A
matrix transformation
can rotate, scale and shear — but it can never translate, never slide the
whole plane sideways. The reason is built into what "linear" means. Homogeneous
coordinates are the clever fix: bolt one extra coordinate
w onto every vector, and translation, projection and everything
else become ordinary matrix multiplication.
The trick: a 2-D point (x, y) is written as the 3-D vector
(x, y, 1), and a 2-D direction as
(x, y, 0).
Why a matrix can't translate
Step 1 — every linear map fixes the origin. Apply any matrix
M to the zero vector and you get the zero vector back:
M\,\vec{0} = \vec{0}.
Step 2 — so plain M\vec{x} can't move the origin.
A translation by \vec{t} = (t_x, t_y) must send
(0,0) to (t_x, t_y) — a non-zero
place. No 2\times 2 matrix can do that.

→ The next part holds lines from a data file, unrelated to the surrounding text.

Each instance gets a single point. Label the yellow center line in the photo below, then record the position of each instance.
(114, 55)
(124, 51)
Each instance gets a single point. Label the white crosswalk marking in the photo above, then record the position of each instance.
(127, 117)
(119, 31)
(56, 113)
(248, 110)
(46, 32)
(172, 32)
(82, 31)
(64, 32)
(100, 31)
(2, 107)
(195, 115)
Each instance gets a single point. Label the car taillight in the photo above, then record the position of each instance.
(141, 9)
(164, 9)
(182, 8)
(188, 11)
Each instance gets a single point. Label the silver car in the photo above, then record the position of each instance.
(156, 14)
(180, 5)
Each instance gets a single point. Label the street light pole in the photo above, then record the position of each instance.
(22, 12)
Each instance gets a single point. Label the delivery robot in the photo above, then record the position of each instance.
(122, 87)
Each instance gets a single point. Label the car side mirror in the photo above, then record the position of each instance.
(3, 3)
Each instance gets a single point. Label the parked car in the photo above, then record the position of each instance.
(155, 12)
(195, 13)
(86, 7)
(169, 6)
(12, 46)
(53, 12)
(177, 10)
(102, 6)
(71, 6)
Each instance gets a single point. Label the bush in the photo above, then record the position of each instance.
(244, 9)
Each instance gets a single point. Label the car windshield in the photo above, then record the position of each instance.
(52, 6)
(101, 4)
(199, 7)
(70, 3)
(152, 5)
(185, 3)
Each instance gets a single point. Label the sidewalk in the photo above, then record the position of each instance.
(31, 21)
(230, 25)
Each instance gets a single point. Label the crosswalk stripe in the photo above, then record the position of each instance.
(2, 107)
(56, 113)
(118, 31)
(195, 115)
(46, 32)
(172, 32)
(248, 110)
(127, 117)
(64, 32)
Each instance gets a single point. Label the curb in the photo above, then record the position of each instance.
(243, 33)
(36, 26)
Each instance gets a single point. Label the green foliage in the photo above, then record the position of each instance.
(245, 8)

We are stuck.
Step 3 — lift into one higher dimension. Append a coordinate
w = 1 to the point. Now the "origin" we feed in is
(0, 0, 1) — not the true origin of the bigger space — so a
matrix is free to move it. Use a 3\times 3 matrix with the
translation tucked into its last column:
\begin{bmatrix} 1 & 0 & t_x \\ 0 & 1 & t_y \\ 0 & 0 & 1 \end{bmatrix} \begin{bmatrix} x \\ y \\ 1 \end{bmatrix}.
Step 4 — multiply it out. Row by row:
= \begin{bmatrix} x + t_x \\ y + t_y \\ 1 \end{bmatrix}.
The point landed at (x + t_x,\, y + t_y) — a genuine translation,
achieved purely by
matrix–vector multiplication.
The bottom coordinate stayed 1, so the result is still a point.
Step 5 — a direction (w = 0) is left unmoved. Feed
the same matrix a direction vector
(d_x, d_y, 0) instead:
\begin{bmatrix} 1 & 0 & t_x \\ 0 & 1 & t_y \\ 0 & 0 & 1 \end{bmatrix} \begin{bmatrix} d_x \\ d_y \\ 0 \end{bmatrix} = \begin{bmatrix} d_x \\ d_y \\ 0 \end{bmatrix}.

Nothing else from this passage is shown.